Rich Stephens

No. 62, 77
- Position: Offensive lineman

Personal information
- Born: November 1, 1965 St. Louis, Missouri, U.S.
- Died: June 22, 2025 (aged 59) Cedar Hill, Missouri, U.S.
- Listed height: 6 ft 7 in (2.01 m)
- Listed weight: 310 lb (141 kg)

Career information
- High school: Northwest (Cedar Hill)
- College: Tulsa
- NFL draft: 1989: 9th round, 250th overall pick

Career history
- Cincinnati Bengals (1989)*; Washington Redskins (1989)*; New York Jets (1989)*; Sacramento Surge (1991); Los Angeles Raiders (1991)*; Sacramento Surge (1992); Los Angeles/Oakland Raiders (1992–1996);
- * Offseason or practice squad member only

Awards and highlights
- World Bowl champion (1992);
- Stats at Pro Football Reference

= Rich Stephens =

American football player (1965–2025)

Richard Scott Stephens (November 1, 1965 – June 22, 2025) was an American professional football offensive lineman who played for the Los Angeles/Oakland Raiders of the National Football League (NFL). He played college football for the Tulsa Golden Hurricane.

==Early life==
Richard Scott Stephens was born on November 1, 1965, in St. Louis, Missouri. He attended Northwest High School in Cedar Hill, Missouri.

==College career==
Stephens enrolled at the University of Tulsa to play college football. He was a member of the Tulsa Golden Hurricane from 1985 to 1988.

==Professional career==
Stephens was selected by the Cincinnati Bengals in the ninth round, with the 250th overall pick, of the 1989 NFL draft. He signed with the team on July 19. He was released on August 29 after the third game of the 1989 preseason.

Stephens was signed to the practice squad of the Washington Redskins on September 27, 1989. He was released on October 17, 1989.

The New York Jets signed Stephens to their practice squad on October 23, 1989. He was released on October 31, 1989.

Stephens started all ten games for the Sacramento Surge of the World League of American Football (WLAF) during the 1991 WLAF season. The Surge finished the year with a 3–7 record.

Stephens signed with the Los Angeles Raiders on May 29, 1991. He was later released on August 26 after the final game of the 1991 preseason.

Stephens played in all ten games for the Surge for the second straight year in 1992. They went 8–2 in the regular season and later won World Bowl '92.

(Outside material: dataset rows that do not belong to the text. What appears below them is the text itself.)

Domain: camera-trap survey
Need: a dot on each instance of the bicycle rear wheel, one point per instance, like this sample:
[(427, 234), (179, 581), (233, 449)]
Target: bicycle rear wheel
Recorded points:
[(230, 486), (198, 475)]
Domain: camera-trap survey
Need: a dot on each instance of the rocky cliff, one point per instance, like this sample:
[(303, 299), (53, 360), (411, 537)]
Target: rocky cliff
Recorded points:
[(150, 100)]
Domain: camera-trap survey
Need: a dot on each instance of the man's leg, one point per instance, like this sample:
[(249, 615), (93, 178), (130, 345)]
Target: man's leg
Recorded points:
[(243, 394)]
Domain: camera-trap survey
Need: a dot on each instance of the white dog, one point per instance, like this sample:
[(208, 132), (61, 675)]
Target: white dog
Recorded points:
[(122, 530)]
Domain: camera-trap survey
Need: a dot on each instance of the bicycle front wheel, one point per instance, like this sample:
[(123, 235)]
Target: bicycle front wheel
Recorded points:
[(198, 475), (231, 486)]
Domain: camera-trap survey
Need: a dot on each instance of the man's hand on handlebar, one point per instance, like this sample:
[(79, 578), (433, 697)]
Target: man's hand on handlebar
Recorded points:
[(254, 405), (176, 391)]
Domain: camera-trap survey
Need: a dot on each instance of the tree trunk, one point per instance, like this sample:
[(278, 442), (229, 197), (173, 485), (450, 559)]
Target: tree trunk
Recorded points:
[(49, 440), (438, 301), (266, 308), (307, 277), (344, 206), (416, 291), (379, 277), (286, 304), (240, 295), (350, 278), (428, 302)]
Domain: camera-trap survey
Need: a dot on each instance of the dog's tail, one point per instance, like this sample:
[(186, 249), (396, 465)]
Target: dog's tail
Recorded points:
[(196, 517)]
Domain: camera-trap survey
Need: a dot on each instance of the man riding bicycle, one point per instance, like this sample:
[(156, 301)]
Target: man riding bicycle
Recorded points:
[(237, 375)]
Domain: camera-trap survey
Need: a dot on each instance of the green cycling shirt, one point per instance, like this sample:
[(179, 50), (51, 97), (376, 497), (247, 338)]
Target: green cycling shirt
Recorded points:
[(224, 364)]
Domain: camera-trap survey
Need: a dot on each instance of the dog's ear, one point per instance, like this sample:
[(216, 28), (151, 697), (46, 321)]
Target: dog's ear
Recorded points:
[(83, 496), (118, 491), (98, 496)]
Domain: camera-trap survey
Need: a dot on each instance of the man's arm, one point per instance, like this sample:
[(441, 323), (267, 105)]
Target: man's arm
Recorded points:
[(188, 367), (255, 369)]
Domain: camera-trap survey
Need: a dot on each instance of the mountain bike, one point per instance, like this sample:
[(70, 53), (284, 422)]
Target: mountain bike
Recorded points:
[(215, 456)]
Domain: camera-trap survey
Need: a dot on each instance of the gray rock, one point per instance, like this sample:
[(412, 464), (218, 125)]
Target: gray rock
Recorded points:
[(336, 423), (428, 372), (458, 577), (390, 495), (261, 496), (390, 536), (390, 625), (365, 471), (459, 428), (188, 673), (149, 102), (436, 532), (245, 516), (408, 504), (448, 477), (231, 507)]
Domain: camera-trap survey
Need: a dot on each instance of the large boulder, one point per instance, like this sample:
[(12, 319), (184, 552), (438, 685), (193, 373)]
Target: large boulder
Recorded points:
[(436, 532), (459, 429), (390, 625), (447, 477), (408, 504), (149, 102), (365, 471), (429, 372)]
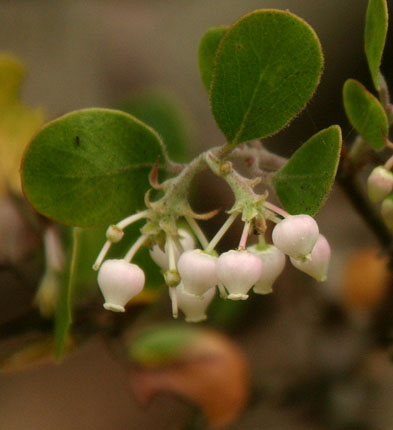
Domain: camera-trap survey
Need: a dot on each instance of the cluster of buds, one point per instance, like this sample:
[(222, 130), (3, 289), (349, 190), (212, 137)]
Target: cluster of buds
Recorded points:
[(380, 187), (193, 274)]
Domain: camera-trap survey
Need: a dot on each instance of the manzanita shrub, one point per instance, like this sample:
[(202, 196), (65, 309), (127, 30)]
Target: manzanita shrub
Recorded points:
[(96, 167)]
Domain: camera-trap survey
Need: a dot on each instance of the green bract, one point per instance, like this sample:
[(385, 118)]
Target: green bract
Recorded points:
[(365, 113), (267, 67), (375, 36), (207, 53), (90, 167), (305, 181)]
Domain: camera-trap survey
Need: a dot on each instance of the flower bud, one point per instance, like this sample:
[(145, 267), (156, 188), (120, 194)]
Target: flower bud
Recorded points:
[(296, 235), (379, 184), (238, 271), (273, 261), (161, 258), (317, 266), (119, 282), (197, 271), (387, 211), (194, 307)]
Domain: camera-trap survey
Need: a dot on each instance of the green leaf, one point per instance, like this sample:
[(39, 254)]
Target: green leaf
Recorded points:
[(303, 184), (18, 123), (162, 344), (375, 36), (63, 317), (167, 116), (365, 113), (90, 167), (267, 68), (207, 53)]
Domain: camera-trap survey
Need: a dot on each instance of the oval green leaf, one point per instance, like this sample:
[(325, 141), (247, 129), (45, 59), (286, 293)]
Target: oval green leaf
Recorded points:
[(163, 344), (167, 116), (303, 184), (207, 53), (268, 66), (90, 167), (365, 113), (375, 36)]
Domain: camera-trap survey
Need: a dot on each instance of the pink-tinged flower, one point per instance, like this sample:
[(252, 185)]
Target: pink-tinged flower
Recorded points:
[(197, 271), (161, 258), (194, 307), (238, 271), (318, 265), (273, 261), (119, 282), (296, 235)]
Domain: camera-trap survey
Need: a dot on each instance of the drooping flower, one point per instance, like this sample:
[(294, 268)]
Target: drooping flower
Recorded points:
[(161, 257), (194, 307), (296, 235), (119, 282), (197, 270), (238, 270), (273, 261), (318, 265)]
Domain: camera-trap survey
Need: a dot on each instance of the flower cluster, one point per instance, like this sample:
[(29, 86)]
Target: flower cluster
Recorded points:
[(193, 274), (380, 187)]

Stephns was signed by the Raiders again on June 9, 1992. He was released on August 31 and signed to the practice squad on September 2. He was promoted to the active roster on October 24 but did not play in any games during the 1992 NFL season. Stephens played in all 16 games, starting one, as a offensive tackle and guard in 1993. He also appeared in two playoff games in a reserve role. He was on the Raiders active roster for the third straight season in 1994 but did not play in any games. Stephens played in 13 games, starting one, for the newly-renamed Oakland Raiders in 1995. He had surgery on August 18, 1996, to repair a broken bone below his knee. He was placed on injured reserve.

==Personal life==
Stephns died on June 22, 2025, in Cedar Hill, Missouri.